The primary interface design question addressed in this work is, given a model for a graphical application interface, what corresponding auditory interface do we present. Mercator interfaces are made up of auditory interface components which are related to graphical interface components such as menus, buttons, dialog boxes and so on. In addition to synthesized speech, auditory icons [2] are used to identify the auditory interface components and auditory filters are used to convey attributes of those components. For example, a text-entry field is represented by the sound of an old-fashioned typewriter and a low pass (muffling) filter conveys that the field is unavailable, that is, grayed out in a graphical interface. The label for the field is also read by the speech synthesizer.

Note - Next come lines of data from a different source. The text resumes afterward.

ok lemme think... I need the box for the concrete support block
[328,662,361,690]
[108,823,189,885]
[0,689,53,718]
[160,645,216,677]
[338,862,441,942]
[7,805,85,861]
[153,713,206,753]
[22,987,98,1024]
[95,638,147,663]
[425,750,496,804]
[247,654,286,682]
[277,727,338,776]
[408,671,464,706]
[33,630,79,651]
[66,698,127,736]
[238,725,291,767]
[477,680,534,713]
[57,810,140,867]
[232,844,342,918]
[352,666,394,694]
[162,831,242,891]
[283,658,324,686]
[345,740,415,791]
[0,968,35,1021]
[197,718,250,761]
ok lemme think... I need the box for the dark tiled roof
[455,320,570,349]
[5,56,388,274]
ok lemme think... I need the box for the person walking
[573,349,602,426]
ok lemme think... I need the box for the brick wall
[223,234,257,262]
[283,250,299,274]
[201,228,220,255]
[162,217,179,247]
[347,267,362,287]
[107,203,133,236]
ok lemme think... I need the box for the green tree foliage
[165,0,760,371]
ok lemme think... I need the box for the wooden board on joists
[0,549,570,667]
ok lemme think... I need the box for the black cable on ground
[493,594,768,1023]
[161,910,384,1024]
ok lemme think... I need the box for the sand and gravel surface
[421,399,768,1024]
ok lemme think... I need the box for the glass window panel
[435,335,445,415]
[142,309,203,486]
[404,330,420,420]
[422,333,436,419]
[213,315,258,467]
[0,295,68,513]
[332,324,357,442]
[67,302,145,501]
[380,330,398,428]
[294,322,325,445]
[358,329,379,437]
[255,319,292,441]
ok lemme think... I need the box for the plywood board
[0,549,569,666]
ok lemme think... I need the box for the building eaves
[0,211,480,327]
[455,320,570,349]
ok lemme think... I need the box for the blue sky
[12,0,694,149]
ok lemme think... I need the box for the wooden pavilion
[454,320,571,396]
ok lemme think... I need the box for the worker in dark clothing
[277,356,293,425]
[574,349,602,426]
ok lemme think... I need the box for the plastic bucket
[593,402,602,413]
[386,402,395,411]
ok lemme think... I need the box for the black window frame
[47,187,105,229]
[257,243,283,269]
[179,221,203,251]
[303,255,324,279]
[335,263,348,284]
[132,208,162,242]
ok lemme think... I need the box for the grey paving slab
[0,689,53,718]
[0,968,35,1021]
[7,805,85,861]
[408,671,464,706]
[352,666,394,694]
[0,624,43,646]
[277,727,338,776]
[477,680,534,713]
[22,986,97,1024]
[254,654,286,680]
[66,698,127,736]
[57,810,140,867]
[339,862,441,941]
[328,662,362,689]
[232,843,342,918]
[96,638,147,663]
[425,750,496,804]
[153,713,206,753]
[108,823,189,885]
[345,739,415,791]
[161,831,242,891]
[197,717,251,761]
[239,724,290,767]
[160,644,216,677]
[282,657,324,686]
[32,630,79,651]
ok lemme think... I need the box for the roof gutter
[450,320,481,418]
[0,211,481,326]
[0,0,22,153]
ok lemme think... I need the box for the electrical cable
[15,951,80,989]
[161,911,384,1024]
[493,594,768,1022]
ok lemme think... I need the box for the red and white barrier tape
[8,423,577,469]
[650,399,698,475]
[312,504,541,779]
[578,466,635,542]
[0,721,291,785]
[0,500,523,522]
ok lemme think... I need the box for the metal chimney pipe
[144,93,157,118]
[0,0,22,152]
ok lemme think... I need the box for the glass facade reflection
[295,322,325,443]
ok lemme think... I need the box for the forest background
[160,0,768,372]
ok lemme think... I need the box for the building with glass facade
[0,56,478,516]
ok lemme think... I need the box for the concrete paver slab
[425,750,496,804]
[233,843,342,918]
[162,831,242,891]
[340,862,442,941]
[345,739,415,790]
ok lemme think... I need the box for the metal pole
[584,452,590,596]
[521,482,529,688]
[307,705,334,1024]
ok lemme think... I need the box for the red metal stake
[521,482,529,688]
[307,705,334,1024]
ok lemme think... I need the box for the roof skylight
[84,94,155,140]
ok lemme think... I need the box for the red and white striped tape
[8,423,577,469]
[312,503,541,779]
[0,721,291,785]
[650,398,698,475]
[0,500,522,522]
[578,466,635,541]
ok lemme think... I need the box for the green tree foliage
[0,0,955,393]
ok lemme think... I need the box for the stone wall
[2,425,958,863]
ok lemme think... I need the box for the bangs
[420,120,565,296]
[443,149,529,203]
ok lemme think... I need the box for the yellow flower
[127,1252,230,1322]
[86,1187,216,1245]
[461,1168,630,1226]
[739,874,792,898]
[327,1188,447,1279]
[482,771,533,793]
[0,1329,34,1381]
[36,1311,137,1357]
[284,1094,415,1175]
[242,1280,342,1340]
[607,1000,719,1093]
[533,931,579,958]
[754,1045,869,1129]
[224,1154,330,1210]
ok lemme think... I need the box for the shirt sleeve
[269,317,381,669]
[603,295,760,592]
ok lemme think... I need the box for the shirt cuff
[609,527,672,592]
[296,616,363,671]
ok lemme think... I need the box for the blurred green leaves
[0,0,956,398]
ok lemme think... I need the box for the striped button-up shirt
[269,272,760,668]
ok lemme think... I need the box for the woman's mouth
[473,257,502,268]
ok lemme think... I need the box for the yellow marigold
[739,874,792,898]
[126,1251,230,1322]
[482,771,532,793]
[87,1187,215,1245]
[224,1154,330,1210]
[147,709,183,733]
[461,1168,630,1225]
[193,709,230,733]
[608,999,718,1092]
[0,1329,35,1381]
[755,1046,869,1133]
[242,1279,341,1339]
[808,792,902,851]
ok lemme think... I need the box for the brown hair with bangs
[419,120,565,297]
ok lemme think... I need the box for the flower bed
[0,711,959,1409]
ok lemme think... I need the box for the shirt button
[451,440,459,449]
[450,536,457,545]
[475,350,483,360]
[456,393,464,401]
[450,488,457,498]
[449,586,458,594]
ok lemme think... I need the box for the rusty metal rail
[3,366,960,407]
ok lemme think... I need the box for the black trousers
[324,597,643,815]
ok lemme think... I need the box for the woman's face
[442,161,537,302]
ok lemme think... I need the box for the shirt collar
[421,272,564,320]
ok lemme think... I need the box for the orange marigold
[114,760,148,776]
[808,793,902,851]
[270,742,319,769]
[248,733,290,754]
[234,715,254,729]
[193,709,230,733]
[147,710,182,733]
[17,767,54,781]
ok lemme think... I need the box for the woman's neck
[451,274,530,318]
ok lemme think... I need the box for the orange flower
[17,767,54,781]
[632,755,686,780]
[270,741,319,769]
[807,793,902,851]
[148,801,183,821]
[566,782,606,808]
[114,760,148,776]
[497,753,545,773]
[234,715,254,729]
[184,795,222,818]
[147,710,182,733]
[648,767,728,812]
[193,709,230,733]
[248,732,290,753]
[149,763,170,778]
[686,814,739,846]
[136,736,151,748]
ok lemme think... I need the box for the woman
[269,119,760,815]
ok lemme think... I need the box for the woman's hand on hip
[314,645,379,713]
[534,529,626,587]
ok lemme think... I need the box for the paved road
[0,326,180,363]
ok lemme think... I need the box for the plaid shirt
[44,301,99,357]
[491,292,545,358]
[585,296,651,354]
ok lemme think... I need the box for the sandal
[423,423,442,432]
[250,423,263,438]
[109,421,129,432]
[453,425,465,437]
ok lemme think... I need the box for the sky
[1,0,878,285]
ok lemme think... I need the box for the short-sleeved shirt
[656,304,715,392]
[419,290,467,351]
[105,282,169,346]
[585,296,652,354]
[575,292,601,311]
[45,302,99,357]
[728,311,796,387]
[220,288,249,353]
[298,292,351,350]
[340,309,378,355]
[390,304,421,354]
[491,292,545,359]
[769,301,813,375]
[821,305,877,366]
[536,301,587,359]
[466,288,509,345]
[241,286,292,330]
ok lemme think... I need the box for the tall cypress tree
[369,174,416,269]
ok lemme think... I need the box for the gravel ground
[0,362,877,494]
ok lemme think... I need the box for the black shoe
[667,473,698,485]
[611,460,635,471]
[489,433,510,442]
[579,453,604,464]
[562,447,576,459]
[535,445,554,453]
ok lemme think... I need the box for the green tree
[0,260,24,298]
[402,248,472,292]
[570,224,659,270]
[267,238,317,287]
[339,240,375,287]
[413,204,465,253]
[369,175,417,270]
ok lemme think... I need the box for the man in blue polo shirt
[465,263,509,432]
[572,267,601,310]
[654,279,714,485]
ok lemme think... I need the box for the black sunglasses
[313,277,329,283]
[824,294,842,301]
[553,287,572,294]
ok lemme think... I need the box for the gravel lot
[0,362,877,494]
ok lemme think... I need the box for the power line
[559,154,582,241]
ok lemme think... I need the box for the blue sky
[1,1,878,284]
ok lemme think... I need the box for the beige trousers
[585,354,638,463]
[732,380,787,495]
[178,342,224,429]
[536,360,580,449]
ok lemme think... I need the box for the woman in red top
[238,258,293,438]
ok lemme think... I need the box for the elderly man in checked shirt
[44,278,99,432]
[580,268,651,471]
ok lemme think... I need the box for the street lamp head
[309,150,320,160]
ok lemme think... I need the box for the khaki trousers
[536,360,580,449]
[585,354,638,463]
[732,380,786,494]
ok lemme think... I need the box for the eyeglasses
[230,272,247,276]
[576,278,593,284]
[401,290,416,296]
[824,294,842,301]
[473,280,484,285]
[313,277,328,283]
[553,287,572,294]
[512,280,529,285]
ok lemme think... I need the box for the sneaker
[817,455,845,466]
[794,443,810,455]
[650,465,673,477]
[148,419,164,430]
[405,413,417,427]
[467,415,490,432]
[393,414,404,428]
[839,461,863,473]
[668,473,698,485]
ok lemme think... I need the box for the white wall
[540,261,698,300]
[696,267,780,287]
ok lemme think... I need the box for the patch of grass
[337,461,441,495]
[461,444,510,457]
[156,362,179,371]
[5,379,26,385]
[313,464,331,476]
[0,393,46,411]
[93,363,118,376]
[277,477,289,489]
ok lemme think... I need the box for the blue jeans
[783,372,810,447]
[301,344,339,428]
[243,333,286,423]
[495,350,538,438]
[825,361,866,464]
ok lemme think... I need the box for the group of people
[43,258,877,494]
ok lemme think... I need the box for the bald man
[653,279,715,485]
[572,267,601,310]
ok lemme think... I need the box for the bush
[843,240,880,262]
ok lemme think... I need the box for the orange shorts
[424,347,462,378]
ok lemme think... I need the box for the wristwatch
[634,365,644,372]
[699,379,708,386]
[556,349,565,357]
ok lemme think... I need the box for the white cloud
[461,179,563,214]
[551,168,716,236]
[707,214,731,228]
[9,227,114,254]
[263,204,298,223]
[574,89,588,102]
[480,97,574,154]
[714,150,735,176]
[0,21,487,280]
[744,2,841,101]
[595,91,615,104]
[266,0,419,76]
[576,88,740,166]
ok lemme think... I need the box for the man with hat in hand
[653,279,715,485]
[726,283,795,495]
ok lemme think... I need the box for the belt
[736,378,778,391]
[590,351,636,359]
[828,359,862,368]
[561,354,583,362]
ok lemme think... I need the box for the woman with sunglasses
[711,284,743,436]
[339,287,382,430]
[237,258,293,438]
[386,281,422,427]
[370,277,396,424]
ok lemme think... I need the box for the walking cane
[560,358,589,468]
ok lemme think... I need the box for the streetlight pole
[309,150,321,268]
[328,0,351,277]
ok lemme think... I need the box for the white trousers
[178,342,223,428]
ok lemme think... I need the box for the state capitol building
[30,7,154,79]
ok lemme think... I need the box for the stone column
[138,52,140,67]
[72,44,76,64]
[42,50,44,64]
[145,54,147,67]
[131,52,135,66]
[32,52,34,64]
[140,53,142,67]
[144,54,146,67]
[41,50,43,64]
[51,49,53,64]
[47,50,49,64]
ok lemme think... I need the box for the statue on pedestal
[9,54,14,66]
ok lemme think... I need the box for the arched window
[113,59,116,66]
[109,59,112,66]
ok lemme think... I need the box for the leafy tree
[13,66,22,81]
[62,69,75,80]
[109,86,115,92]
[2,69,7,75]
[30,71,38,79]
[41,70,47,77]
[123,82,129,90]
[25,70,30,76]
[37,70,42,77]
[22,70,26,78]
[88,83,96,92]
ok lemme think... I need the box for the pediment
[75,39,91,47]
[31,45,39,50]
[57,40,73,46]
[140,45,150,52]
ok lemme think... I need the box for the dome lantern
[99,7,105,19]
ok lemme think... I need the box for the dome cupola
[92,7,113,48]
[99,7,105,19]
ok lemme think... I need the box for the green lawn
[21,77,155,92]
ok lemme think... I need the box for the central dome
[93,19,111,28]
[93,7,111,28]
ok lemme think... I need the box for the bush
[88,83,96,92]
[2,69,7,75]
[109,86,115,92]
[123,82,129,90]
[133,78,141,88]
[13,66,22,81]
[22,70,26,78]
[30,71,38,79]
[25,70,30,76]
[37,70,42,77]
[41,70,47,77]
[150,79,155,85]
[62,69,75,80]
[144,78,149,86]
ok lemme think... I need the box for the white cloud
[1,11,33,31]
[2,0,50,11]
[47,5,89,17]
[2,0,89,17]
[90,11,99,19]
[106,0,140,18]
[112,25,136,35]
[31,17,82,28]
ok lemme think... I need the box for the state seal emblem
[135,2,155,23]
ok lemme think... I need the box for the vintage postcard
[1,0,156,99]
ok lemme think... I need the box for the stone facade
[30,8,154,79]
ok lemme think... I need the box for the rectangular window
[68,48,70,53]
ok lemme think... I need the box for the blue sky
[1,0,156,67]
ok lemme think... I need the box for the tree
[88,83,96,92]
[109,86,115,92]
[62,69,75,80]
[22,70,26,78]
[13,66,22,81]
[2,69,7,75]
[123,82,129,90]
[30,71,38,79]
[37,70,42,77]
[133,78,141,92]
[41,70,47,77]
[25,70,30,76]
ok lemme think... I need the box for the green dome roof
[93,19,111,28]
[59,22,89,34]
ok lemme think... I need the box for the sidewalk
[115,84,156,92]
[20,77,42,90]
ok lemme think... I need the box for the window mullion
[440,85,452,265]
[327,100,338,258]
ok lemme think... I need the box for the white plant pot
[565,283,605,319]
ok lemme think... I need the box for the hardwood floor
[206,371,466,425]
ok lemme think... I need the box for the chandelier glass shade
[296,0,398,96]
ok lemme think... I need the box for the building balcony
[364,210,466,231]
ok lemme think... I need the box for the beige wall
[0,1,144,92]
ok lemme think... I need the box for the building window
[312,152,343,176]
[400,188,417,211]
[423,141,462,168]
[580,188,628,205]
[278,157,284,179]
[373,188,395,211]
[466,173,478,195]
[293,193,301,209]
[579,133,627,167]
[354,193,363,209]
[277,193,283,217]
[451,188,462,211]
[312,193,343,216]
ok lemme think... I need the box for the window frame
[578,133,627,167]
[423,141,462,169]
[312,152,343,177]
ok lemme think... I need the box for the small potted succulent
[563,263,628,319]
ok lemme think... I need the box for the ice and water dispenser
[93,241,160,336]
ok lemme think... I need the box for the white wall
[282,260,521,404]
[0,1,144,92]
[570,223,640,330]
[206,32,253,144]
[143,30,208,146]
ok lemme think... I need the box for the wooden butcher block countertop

Mercator provides a separate navigation method based on the hierarchy of the interface to replace the visual, spatial-oriented mouse navigation used in GUIs. The relationships between objects in the interface are modeled as a tree structure. Users can simply navigate the user interface by walking through the tree structure [3].

Project Information

The Mercator project is a joint effort by the Georgia Tech Multimedia Computing Group (a part of the Graphics, Visualization, and Usability Center) and the Center for Rehabilitation Technology. This work has been sponsored by the NASA Marshall Space Flight Center (Research Grant NAG8-194) and Sun Microsystems Laboratories, Inc.

We are coordinating our current design efforts with the Disability Action Committee on X (DACX) which is directed by Trace Research and Development Center. This committee is made up of Unix workstation vendors (Sun, DEC, IBM), researchers, commercial access vendors, the X Consortium, and other interested parties. The goal of the committee is to design and implement standard access solutions to X Windows for people with various motor and sensory impairments.

References

1. Boyd, L.H., Boyd, W.L. and Vanderheiden, G.C. The graphical user interface: Crisis, danger and opportunity. Journal of Visual Impairment and Blindness, pages 496-502, December 1990. 2. Gaver, W.W. The sonicfinder: An interface that uses auditory icons. Human Computer Interaction, 4:67-94, 1989. 3. Mynatt, E.D. "Auditory Presentation of Graphical User Interfaces," in Kramer, G. (ed) Auditory Display: Sonification, Audification and Auditory Interfaces, Santa Fe. Addison- Wesley: Reading MA., 1994. 4. Edwards, W.K. and Mynatt, E. "An Architecture for Transforming Graphical Interfaces," in the Proceedings of Seventh Annual ACM Symposium on User Interface Software and Technology (UIST), 1994.